How to Connect to MySQL Without Root Password on Terminal

Normally while installing MySQL/MariaDB database server on Linux, it’s recommended to set a MySQL root user password to secure it, and this password is required to access the database server with root user privileges.

Suggested Read: How to Install and Secure MariaDB 10 in CentOS 7

In this guide, we will show you how to connect and run MySQL commands without entering a password (mysql passwordless root login) on the Linux terminal.

How to Set MySQL Root Password

In case you have freshly installed the MySQL/MariaDB server, then it doesn’t require any password to connect to it as root user. To secure it, set the MySQL/MariaDB password for root user with the following command.

Note that this command is just one of the many MySQL (Mysqladmin) Commands for Database Administration in Linux.

# mysqladmin -u root password YOURNEWPASSWORD

How to Connect or Run MySQL Without Root Password

To run MySQL commands without entering password on the terminal, you can store your user and password in the ~/.my.cnf user specific configuration file in user’s home directory as described below.

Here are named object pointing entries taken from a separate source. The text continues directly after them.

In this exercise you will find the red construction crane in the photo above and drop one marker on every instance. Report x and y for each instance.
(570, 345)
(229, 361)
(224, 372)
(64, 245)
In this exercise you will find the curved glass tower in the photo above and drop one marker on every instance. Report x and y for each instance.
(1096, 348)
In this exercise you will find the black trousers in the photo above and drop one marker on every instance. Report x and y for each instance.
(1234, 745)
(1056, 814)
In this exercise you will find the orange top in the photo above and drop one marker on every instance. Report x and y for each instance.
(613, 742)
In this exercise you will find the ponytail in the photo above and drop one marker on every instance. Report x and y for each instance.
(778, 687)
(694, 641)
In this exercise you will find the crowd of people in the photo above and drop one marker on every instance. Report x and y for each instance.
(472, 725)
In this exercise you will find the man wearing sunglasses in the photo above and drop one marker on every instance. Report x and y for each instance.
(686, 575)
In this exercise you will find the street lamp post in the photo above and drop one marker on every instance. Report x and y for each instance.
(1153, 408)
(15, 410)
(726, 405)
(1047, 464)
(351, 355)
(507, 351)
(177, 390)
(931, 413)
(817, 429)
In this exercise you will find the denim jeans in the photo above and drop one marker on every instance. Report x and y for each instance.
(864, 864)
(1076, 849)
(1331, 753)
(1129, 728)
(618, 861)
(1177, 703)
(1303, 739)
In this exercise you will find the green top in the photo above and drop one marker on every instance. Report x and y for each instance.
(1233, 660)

Now create the config file ~/.my.cnf and add configurations below in it (remember to replace mysqluser and mysqlpasswd with your own values).

[mysql]
user=user
password=password

Save and close the file. Then set the suitable permissions on it, to make it only readable and writable by you.

# chmod 0600 .my.cnf

Once you have set user and password in the Mysql configuration file, from now on when you run mysql commands such as mysql, mysqladmin etc, they will read the mysqluser and mysqlpasswd from the above file.

# mysql 
# mysql -u root 
Run Mysql- Commands Without Root Password

Run Mysql- Commands Without Root Password

You may also like to read these related articles about MySQL/MariaDB:

    1. 20 MySQL (Mysqladmin) Commands for Database Administration in Linux
    2. How to Change Root Password of MySQL or MariaDB in Linux
    3. How to Reset MySQL or MariaDB Root Password in Linux
    4. 15 Useful MySQL/MariaDB Performance Tuning and Optimization Tips
    5. 4 Useful Commandline Tools to Monitor MySQL Performance in Linux

In this guide, we showed how to run MySQL commands without entering root password on the terminal. If you have any queries or thoughts to share, do hit us up via the feedback form below.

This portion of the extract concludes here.